0. Introduction to alea: a simple Gaussian model

Welcome to alea: a Python package designed for constructing, handling, and fitting statistical models, computing confidence intervals and conducting sensitivity studies. Developed by the XENON collaboration, our aim is to provide an intuitive and flexible framework for statistical analysis.

In this tutorial, you’ll get to know alea by starting with a basic yet fundamental model: the Gaussian. We’ll walk through model setup, data generation, and model fitting using generated data. This hands-on example will help you grasp the core concepts of alea and set you on the path to harnessing its capabilities for your own analyses. Let’s dive in!

[1]:
import numpy as np
import matplotlib.pyplot as plt
import scipy.stats as stats

from alea import GaussianModel
[2]:
# Just some plotting settings
import matplotlib as mpl

mpl.rcParams["figure.dpi"] = 200
mpl.rcParams["figure.figsize"] = [4, 3]
mpl.rcParams["font.family"] = "serif"
mpl.rcParams["font.size"] = 9

0.1 Define the model

The simplest way to get started to just initialize a default GaussianModel without specifying anything else:

[3]:
model = GaussianModel()

The instance model isn’t of much use for now as we haven’t specified anything. Let’s have a look at the parameters of the model:

[4]:
model.parameters
[4]:
alea.parameters.Parameters(mu, sigma)

We can see that we have a parameter mu, which corresponds to the mean of the normal distribution, and a parameter sigma, which corresponds to its standard deviation. To learn more about the two parameters we can look at them individually:

[5]:
model.parameters.mu
[5]:
alea.parameters.Parameter(name=mu, fittable=True)
[6]:
model.parameters.sigma
[6]:
alea.parameters.Parameter(name=sigma, fittable=True)

As we can see, right now, the only defined properties of both parameters are their names and whether they are fittable.
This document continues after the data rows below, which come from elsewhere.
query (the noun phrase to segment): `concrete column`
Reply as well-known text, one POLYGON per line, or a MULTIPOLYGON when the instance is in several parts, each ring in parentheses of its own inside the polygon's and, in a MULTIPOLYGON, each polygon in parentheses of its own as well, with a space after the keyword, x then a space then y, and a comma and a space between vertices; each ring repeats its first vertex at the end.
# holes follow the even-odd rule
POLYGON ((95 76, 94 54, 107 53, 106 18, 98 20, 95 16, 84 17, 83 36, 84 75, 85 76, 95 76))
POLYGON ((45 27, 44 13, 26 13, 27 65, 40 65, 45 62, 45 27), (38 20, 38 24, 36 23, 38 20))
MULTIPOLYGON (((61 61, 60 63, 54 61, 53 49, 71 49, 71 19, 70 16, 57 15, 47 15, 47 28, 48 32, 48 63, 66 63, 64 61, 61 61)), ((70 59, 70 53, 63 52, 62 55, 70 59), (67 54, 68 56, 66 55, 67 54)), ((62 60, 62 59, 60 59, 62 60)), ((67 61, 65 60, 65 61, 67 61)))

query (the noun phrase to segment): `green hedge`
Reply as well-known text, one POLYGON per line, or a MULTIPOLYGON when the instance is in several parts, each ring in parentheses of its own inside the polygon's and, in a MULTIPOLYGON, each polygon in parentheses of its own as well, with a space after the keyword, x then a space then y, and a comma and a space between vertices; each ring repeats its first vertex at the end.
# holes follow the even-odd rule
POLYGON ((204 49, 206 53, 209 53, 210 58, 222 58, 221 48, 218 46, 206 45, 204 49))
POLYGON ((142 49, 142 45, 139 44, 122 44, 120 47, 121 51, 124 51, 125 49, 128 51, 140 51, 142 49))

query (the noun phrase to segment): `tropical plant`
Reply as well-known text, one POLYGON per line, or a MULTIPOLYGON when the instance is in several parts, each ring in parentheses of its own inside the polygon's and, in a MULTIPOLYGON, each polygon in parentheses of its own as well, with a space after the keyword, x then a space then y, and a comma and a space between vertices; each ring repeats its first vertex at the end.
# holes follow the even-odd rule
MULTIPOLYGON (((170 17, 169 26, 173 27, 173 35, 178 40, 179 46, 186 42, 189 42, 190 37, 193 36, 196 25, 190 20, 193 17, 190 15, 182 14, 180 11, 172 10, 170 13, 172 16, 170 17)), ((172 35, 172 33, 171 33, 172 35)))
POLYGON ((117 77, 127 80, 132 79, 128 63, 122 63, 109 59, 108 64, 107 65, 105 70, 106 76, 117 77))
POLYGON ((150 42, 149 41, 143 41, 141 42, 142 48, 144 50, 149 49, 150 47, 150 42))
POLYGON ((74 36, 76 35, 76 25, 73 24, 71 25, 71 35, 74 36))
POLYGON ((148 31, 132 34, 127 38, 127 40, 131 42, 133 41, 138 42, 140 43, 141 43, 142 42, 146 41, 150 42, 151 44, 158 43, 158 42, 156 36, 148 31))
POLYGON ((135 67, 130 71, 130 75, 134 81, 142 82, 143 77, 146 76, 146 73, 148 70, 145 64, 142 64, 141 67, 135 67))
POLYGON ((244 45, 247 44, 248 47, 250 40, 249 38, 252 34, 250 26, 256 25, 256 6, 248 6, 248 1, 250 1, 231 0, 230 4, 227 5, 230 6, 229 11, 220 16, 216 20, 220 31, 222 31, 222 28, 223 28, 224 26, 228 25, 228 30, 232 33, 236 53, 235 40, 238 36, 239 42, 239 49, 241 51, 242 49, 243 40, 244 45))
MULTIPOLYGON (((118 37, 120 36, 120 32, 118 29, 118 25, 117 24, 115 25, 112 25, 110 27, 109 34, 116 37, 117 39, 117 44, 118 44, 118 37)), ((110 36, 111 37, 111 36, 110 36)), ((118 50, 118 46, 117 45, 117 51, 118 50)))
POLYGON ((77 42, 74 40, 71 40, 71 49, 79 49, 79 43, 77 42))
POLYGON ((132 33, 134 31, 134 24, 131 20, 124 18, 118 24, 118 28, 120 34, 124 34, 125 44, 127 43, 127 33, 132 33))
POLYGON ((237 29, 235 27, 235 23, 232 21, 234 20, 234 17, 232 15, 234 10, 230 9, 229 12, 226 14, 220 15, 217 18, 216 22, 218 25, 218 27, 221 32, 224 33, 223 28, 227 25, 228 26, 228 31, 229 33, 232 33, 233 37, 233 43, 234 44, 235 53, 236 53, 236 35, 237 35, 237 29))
Let’s give the parameters nominal values and see what happens:

[7]:
model.parameters.mu.nominal_value = 1.0
model.parameters.sigma.nominal_value = 0.1
[8]:
model.parameters.mu
[8]:
alea.parameters.Parameter(name=mu, nominal_value=1.0, fittable=True)
[9]:
model.parameters.sigma
[9]:
alea.parameters.Parameter(name=sigma, nominal_value=0.1, fittable=True)

0.2 Generate data from the model

This information is enough for the model to generate some data. Let’s see what we can do:

[10]:
data = model.generate_data()
data
[10]:
[array([(0.92670663,)], dtype=[('hat_mu', '<f8')])]

You can see that the data is a single value called 'hat_mu', which corresponds to a single measurement of a Gaussian distributed random variable. Note that the result is a list of a structured array. This becomes important when we have a model with multiple components. For now, we can ignore it and always just consider the first (and only) entry.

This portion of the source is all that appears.